When it comes time for honeybee swarm to split off from their mother colony and find a new place to live, something remarkable happens. To communicate most effectively, they organize themselves exactly like the neurons of a complex brain.
Sometimes, a honeybee colony grows too large, and so a swarm breaks off in order to find a possible new home, usually somewhere like a secure opening in a tree. Different bees check out different possible new homes, and those that have found a suitable landing site communicate this to the others by dancing, repeating a simple figure eight pattern that the other bees can interpret in order to know the direction and distance of their potential new home.
Time is of the essence here, since the entire swarm is exposed and vulnerable to the elements, and they're also missing out on crucial honey harvesting time. The problem is that scouts will often come back having found multiple good sites, and so the swarm has to very quickly decide which of these options is the best one. They can't afford to spend too much time deliberating, but at the same a bad choice could wipe out the entire colony.
Researchers P. Kirk Visscher of UC Riverside and Thomas Seeley of Cornell have discovered a crucial way in which bees come to these decisions as quickly as possible, and it actually precisely mimics what goes on with neurons in the complex brains of humans and other primates.
While the house hunting bees continue their figure eight dance, a different set of bees known as sender scouts will sometimes give them a "stop signal", which is a short buzz punctuated by the sender butting her head against the dancer. This makes the dancing bee stop moving, and it allows the swarm to stop focusing on this repeated information and come to a better decision.
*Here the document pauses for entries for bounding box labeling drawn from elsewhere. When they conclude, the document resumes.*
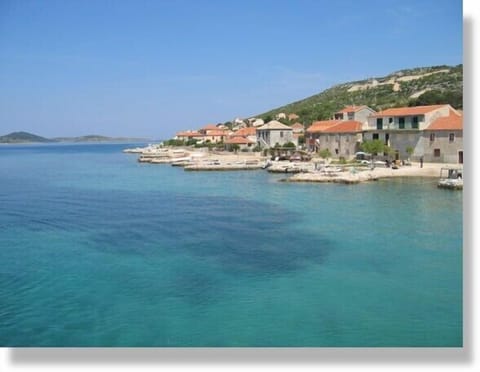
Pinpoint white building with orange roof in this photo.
[333,105,375,124]
[224,136,256,150]
[198,124,228,143]
[306,120,363,158]
[256,120,298,148]
[174,130,203,141]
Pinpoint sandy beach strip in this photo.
[284,163,451,184]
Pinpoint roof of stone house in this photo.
[372,105,447,117]
[307,120,342,133]
[336,105,369,114]
[233,127,257,137]
[258,120,292,130]
[207,129,227,136]
[321,120,362,133]
[177,131,203,137]
[201,124,218,130]
[225,136,255,145]
[425,110,463,130]
[291,123,305,129]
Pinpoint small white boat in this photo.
[437,167,463,190]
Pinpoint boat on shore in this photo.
[437,167,463,190]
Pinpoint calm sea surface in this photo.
[0,144,463,346]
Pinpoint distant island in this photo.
[0,132,149,143]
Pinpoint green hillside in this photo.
[256,65,463,125]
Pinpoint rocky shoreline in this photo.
[124,147,456,184]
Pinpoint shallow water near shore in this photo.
[0,144,463,347]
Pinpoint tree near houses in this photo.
[318,149,332,159]
[360,139,388,169]
[405,146,413,160]
[360,140,387,158]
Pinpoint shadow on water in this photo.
[77,189,331,273]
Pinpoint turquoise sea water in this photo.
[0,144,462,347]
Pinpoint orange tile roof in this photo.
[202,124,218,130]
[372,105,446,117]
[425,110,463,130]
[322,120,362,133]
[177,131,203,137]
[336,105,367,114]
[225,136,255,145]
[206,129,227,136]
[233,127,257,137]
[307,120,342,133]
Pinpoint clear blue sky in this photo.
[0,0,463,138]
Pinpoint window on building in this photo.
[412,116,418,129]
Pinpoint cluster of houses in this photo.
[175,104,463,164]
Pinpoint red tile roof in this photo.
[225,136,255,145]
[202,124,218,130]
[336,105,367,114]
[206,129,227,136]
[307,120,342,133]
[322,120,362,133]
[425,110,463,130]
[372,105,446,117]
[233,127,257,137]
[177,131,203,137]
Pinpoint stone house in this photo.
[333,105,375,124]
[419,110,463,164]
[257,120,298,148]
[363,105,463,163]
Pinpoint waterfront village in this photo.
[124,104,463,189]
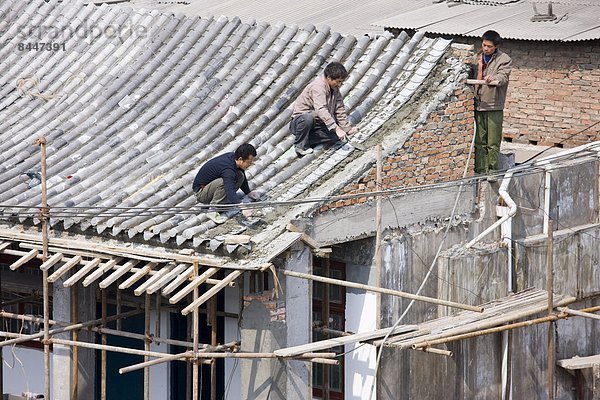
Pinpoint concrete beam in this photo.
[311,182,476,246]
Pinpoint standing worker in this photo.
[290,62,357,157]
[192,143,260,224]
[470,30,512,174]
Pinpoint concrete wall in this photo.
[378,162,600,400]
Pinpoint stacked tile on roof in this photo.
[0,0,449,253]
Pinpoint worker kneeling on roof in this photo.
[290,62,357,157]
[192,143,260,224]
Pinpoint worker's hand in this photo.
[248,191,260,201]
[335,126,347,140]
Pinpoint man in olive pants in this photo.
[471,31,512,174]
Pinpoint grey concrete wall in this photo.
[378,162,600,400]
[240,300,286,400]
[240,243,312,400]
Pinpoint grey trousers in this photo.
[196,171,244,204]
[290,112,340,149]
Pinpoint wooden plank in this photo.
[556,354,600,370]
[119,262,158,290]
[162,265,194,296]
[180,270,244,315]
[9,250,39,271]
[169,268,219,304]
[274,325,417,357]
[467,79,500,86]
[40,253,63,271]
[83,257,122,287]
[48,256,82,283]
[98,260,140,289]
[133,264,173,296]
[63,258,102,287]
[146,264,186,294]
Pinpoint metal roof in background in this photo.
[0,0,458,253]
[128,0,432,36]
[374,0,600,41]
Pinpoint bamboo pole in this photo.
[418,347,454,357]
[181,270,243,315]
[144,293,150,400]
[192,262,199,400]
[36,136,50,399]
[71,285,79,400]
[282,271,483,312]
[546,220,554,400]
[50,338,176,358]
[375,143,383,329]
[557,307,600,319]
[119,350,194,374]
[207,296,217,400]
[100,290,107,400]
[411,306,600,349]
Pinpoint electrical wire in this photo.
[0,144,591,219]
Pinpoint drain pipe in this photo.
[465,171,517,249]
[465,171,517,400]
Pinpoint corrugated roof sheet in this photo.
[374,1,600,41]
[0,0,449,253]
[131,0,431,36]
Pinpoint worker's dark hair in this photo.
[324,61,348,80]
[233,143,256,160]
[481,31,502,46]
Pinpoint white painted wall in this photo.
[2,312,169,400]
[2,346,46,395]
[225,287,242,400]
[344,290,377,400]
[150,311,170,400]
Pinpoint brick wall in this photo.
[321,83,474,211]
[457,39,600,148]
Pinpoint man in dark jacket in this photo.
[471,31,512,174]
[290,62,356,157]
[192,143,260,223]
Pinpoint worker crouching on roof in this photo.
[290,62,357,157]
[192,143,260,224]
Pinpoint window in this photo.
[312,258,346,400]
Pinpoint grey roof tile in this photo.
[0,0,448,255]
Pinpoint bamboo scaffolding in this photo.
[193,263,200,399]
[169,268,219,304]
[411,306,600,349]
[181,270,243,315]
[0,310,141,347]
[546,220,554,400]
[417,347,454,357]
[0,310,195,348]
[557,307,600,319]
[98,260,140,289]
[48,256,83,283]
[38,136,50,399]
[119,350,194,374]
[282,271,483,312]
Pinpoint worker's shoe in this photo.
[206,211,227,225]
[296,146,313,157]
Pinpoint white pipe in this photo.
[542,168,552,235]
[465,171,517,249]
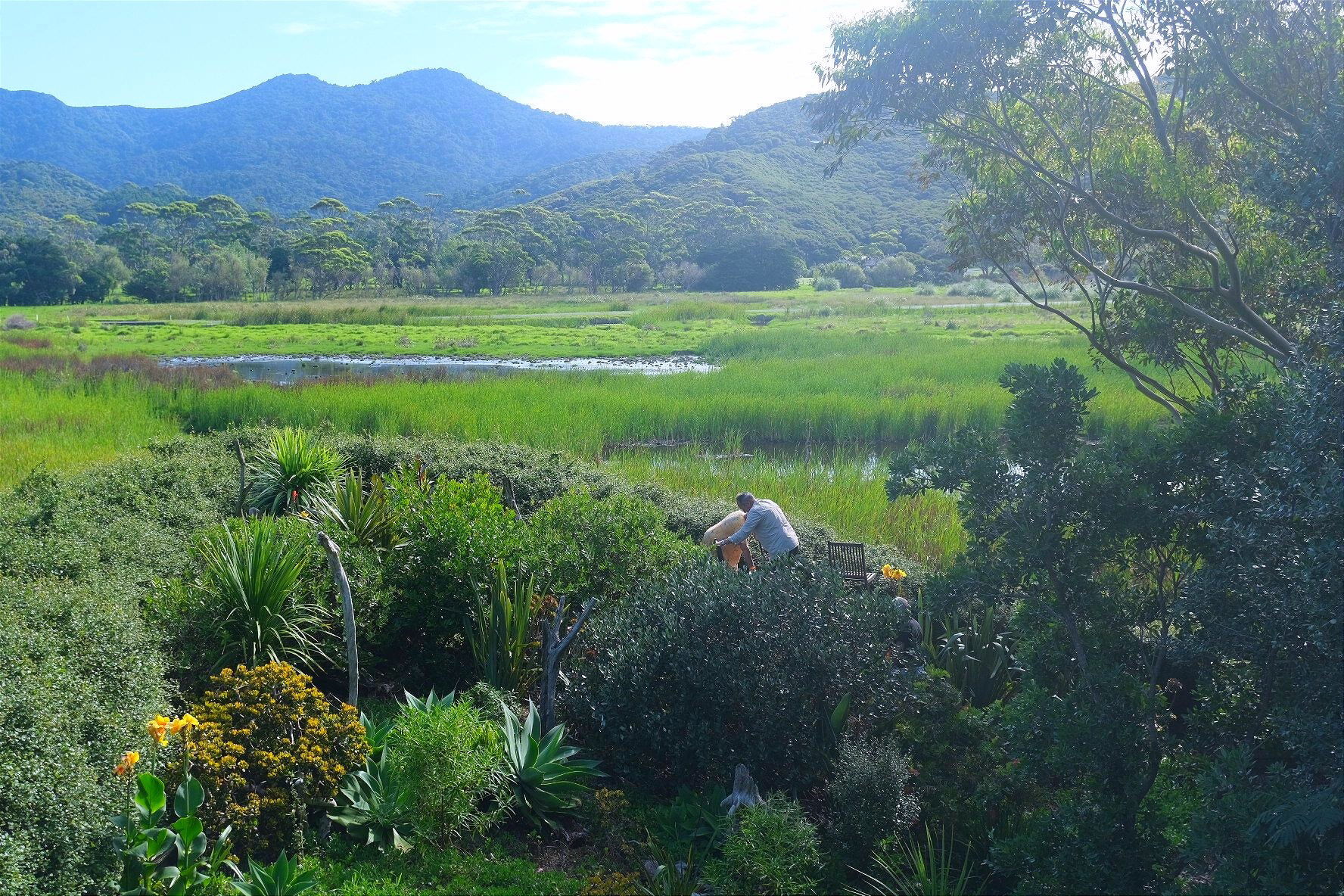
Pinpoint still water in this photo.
[159,355,717,385]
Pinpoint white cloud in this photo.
[520,0,873,126]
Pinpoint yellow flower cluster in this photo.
[145,712,201,747]
[192,662,369,856]
[117,750,140,778]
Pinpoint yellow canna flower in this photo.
[145,716,172,747]
[117,750,140,778]
[168,712,201,735]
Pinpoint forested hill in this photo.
[524,98,953,262]
[0,69,705,212]
[0,161,105,230]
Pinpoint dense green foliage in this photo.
[386,700,508,842]
[826,738,919,868]
[571,563,903,787]
[0,161,104,230]
[0,577,166,896]
[705,794,821,896]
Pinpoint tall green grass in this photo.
[0,371,179,489]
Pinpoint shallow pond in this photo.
[159,355,717,385]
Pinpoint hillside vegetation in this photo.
[537,98,957,263]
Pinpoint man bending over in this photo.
[715,492,798,558]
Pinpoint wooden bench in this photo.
[826,541,878,588]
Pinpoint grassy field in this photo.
[0,290,1159,563]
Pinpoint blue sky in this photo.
[0,0,883,126]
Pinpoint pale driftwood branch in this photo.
[317,532,359,707]
[719,763,761,815]
[540,598,597,731]
[234,439,247,516]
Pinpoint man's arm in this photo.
[724,504,765,544]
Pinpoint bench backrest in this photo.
[826,541,868,579]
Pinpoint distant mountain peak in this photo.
[0,69,705,212]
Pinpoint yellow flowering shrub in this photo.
[191,662,369,856]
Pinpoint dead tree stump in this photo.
[317,532,359,707]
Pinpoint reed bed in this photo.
[0,369,179,489]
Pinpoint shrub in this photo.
[868,258,918,286]
[568,563,904,787]
[817,260,868,289]
[192,662,369,856]
[0,579,165,896]
[195,518,331,669]
[890,670,1025,842]
[826,738,919,863]
[387,700,506,844]
[705,794,821,896]
[247,428,344,513]
[527,489,689,599]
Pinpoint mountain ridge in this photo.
[0,69,705,212]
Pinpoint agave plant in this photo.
[232,853,317,896]
[328,748,414,851]
[247,428,345,516]
[319,470,399,551]
[195,520,331,669]
[405,688,457,712]
[848,825,984,896]
[466,560,537,693]
[359,712,397,761]
[933,607,1022,707]
[500,700,606,827]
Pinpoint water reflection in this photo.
[160,355,717,385]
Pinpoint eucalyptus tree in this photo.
[813,0,1344,415]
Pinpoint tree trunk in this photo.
[540,598,597,733]
[317,532,359,707]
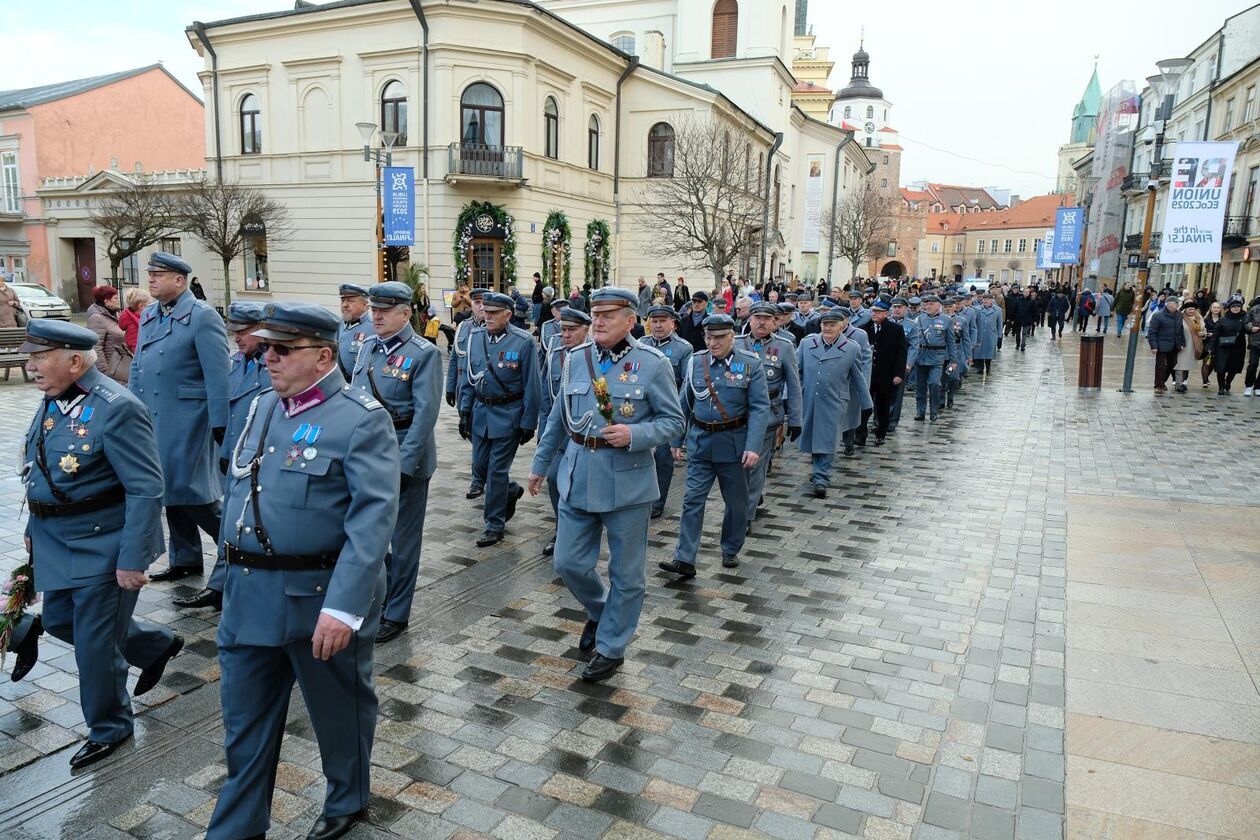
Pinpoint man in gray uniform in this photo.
[336,283,372,379]
[127,252,228,581]
[21,319,184,768]
[538,306,587,557]
[350,282,442,642]
[659,315,774,579]
[205,304,401,840]
[641,306,696,519]
[529,287,683,681]
[460,292,539,548]
[735,302,800,529]
[446,288,486,499]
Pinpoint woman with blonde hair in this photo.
[1173,295,1207,394]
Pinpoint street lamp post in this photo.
[354,122,398,283]
[1120,58,1194,394]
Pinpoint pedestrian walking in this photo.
[205,302,398,840]
[127,251,228,589]
[529,287,683,681]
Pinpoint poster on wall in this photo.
[1159,141,1239,264]
[801,155,825,253]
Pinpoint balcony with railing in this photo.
[446,142,525,186]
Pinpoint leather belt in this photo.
[570,432,616,450]
[223,543,340,572]
[692,414,748,432]
[26,487,127,519]
[474,392,525,406]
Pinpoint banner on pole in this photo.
[800,155,825,253]
[1159,141,1239,264]
[382,166,416,246]
[1050,207,1085,266]
[1037,228,1058,271]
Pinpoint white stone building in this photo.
[188,0,868,302]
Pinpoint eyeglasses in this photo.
[258,343,324,359]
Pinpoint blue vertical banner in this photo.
[382,166,416,246]
[1051,207,1085,266]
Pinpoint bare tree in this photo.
[634,117,764,286]
[88,173,179,288]
[179,178,292,306]
[823,184,895,277]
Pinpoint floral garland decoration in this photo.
[0,563,35,665]
[586,219,612,288]
[452,201,517,287]
[543,210,573,297]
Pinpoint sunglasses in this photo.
[258,343,323,359]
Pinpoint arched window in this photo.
[711,0,740,58]
[609,31,639,55]
[241,93,262,155]
[460,82,503,146]
[586,113,600,169]
[543,97,559,160]
[648,122,674,178]
[381,79,407,146]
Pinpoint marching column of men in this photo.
[11,253,1002,840]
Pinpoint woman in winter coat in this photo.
[1212,298,1247,394]
[87,286,131,384]
[1173,295,1207,394]
[1198,301,1225,388]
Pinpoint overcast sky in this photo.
[0,0,1250,198]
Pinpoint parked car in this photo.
[9,283,71,321]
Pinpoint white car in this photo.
[9,283,71,321]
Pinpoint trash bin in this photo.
[1076,335,1105,390]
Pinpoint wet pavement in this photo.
[0,331,1260,840]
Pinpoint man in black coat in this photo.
[854,298,910,446]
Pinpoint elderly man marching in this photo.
[171,301,271,610]
[538,305,587,557]
[207,304,399,840]
[13,319,184,768]
[336,283,372,379]
[350,282,442,642]
[460,292,539,548]
[659,315,774,579]
[446,288,486,499]
[735,302,801,528]
[127,252,228,581]
[641,306,696,519]
[529,287,683,681]
[799,307,869,499]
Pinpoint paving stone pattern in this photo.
[0,336,1260,840]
Monkeys' brains send out similar signals to inhibit their neurons while making decisions. Visscher comments on this similarity:
"It appears that the stop signals in bee swarms serve the same purpose as the inhibitory connections in the brains of monkeys deciding how to move their eyes in response to visual input. In one case we have bees and in the other we have neurons that suppress the activity levels of units – dancing bees or nerve centers – that are representing different alternatives. Bee behavior can shed some light on general issues of decision making. Bees are a lot bigger than neurons for sure, and may be easier to study!"
This phenomenon, known as cross inhibition, serves precisely the same function with bees that it does in nervous systems. It's a way of avoiding decision-making deadlock when presented with a set of equally viable alternatives. Visscher explains:
"The message the sender scout is conveying to the dancer appears to be that the dancer should curb her enthusiasm, because there is another nest site worthy of consideration. Such an inhibitory signal is not necessarily hostile. It's simply saying, 'Wait a minute, here's something else to consider, so let's not be hasty in recruiting every bee to a site that may not be the best one for the swarm. All the bees have a common interest in choosing the best available site. This is critical, because the swarm must choose a single nest site, even if two sites of equal quality are available. This cross inhibition curtails the production of waggle dances for, and thus the recruitment of bees to, a competing site."
For honeybees to choose a new home, a given site must attract a certain number of scout bees. Once it becomes clear that a "quorum" of scouts have settled on a single place, a piping signal goes through the swarm, telling the rest of the bees to prepare to fly. This is also where another round of stopping signals are sent to the dancing scouts, both those for and against the chosen site. Visscher explains:
"Apparently at this point, the message of the stop signal changes, and can be thought of as, 'Stop dancing, it is time to get ready for the swarm to fly.' It is important for the scouts to be with the swarm when it takes off, because they are responsible for guiding the flight to the nest site."
While we don't yet know just how precisely honeybees mimic our neurons, it's a fascinating reminder of how a lot of the same basic structures can be found throughout nature, even in two groups as completely dissimilar as a swarm of honeybees and the neurons of the primate brain. This is quite possibly the craziest example yet of convergent evolution, if nothing else.